From the onset, Shakespeare’s Troilus and Cressida mixes
considerations of war and love with superficial concerns, employing metaphor to
smuggle gender roles and sexual meaning into an otherwise interpersonal
critique from Pandarus regarding Troilus’s behavior and countenance.
In his first lines, Troilus asks, “Why
should I war without the walls of Troy / That find such a cruel battle here
within?” (1.1.2-3). By intervening in the psychology of war with his personal feelings,
Troilus combines his affections and war into a single issue while remaining emotionally conflicted
in full battle attire.
“Will this gear (affair) ne’er be
mended?” inquires Pandarus, whose words prompt Troilus to end his inaction on the
battlefield in terms of his body armor and unresolved pursuits in love (1.1.6). Troilus
expresses his belief that he has done all he can in the pursuit of Cressida’s
love, “tarrying” all he could in the hopes of realizing the “cake” of his
efforts in a step-by-step fashion. Pandarus says, “Ay…but here’s yet… / the making
of the cake, the heating the / oven, and the baking – nay, you must stay the
cooling too, or / ye may chance burn your lips,” suggesting that Troilus must
carefully coordinate his actions in order to bring his efforts to fruition
while relating the consequences of a misstep to a flesh wound (1.1.21-4).

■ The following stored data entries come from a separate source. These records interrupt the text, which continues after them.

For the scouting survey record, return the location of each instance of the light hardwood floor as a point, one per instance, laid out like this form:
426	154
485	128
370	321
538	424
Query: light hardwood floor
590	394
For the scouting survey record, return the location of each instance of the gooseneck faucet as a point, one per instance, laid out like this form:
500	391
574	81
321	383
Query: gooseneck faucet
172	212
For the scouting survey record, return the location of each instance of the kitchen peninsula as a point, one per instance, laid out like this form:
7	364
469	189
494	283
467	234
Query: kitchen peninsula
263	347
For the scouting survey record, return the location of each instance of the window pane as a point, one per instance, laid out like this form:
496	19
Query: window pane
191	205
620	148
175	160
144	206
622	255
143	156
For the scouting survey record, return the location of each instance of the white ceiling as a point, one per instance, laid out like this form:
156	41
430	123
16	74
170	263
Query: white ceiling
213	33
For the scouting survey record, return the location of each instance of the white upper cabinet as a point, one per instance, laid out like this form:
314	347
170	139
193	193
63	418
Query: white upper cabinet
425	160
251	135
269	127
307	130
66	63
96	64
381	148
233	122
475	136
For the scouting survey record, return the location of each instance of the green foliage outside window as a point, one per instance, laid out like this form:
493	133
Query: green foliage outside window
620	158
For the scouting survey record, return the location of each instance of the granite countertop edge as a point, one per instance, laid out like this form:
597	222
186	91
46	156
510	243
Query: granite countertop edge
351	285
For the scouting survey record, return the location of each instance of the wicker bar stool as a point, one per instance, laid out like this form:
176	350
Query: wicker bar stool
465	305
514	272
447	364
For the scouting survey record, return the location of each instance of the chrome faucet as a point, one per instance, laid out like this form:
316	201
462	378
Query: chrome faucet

Pandarus’s metaphor of baking a cake
carries strong gendered connotations from a societal as well as anatomical
perspective, for not only is baking and cooking commonly associated with
women’s work, but the female body as an oven/receptacle in an Elizabethan
context also lends itself to the interpretation that baking a cake refers to
producing a child. Just like the heat of battle, timing is everything for
Troilus if he is to bake a cake of love with Cressida.